You hear thunderous foot steps and suddenly Hera appears in front of the bus stop. “All aboard that’s going aboard,” says the hind giantess. All the humans board different areas on Hera’s body and Hera then looks down at you. “Where you riding today kid?” she asks. One thing about Hera, she let humans choose where they got to ride.
“Uh,” you say. “I guess, the tail, Ms. Hind.” Hera turns around and see see her mountain rear with her huge, stubby orb shaped tail in front of you. You climb on the tail among several of your fellow humans. You look down to see her exposed crack and turn away quickly. You had seen similar sights since you came to this town. For some reason, monster girls liked to sit on you. Suddenly Hera moves away in a flash and you appear at the human terminal in Springtime Street.
“Everybody get off!” yells the deer titaness. She turns around and twerks slightly as you jump off her tail onto the human terminal. You walk down and to your side you see all matters of flowers in bloom. You follow the crowd of human across a walkway where you see sunflowers reach the size of buildings. Some plants you couldn’t even identity because they seemed like plants native only to the monster world.

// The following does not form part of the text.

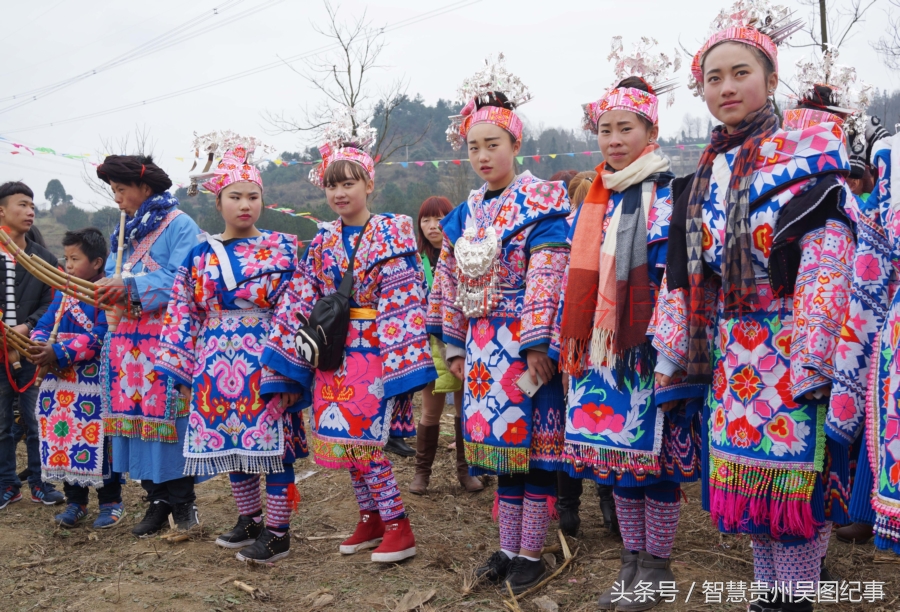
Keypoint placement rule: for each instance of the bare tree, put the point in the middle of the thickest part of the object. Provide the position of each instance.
(343, 76)
(832, 22)
(137, 143)
(888, 46)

As you move through this flowers the size of trees, you wonder whether or not it was Latanya who planted them. Latanya the minotaur was the best gardener you knew. There was nothing she couldn’t grow. She was responsible for most o the overgrow in the spring side of Scream Town. She was a nice girl. Of course, you met Latanya under strange circumstances. You got lost in the grass and became exhausted that day. You made the poor choice to lay down on an apple. Latanya didn’t see you on the apple and swallowed you by mistake. Thankfully minotaurs have four stomachs and the first one doesn’t contain any acid. But you were in her belly for 12 hours before she spat you out. There was no way you’d eat a hamburger again after that experience.
Then you see Dr. Weisman’s office up ahead. You remember that you’re supposed to see her sometime the week for a check-up. Thankfully gargoyles were harmless to humans.
Next, you see the the bakery up ahead. You remember you applied for a job there and Maddie, the gorgon owner told you that you could start work any time in the week you were ready. She was a very understanding girl, but Maddie was the dottiest monster you knew. She was so absent-minded and literal that she accidentally baked you into a cake during your work interview. Thank goodness she wasn’t dumb enough to remove her sunglasses and petrify you.
You could always go to Cassidy’s gym. But then again, you heard that literal harpy is brutal when it comes to workouts for humans. But she wasn’t all bad. Just upset at the fact she has to raise her daughter all by herself now.
Of course, you really hope you don’t run into that lou carcolh postwoman, Estelle. That dragon snail was oblivious when it came to humans (including you), who tend to get stuck like gum to her slimy sticky body. You don’t feel like getting sat on by a giant dragon made of goo... again.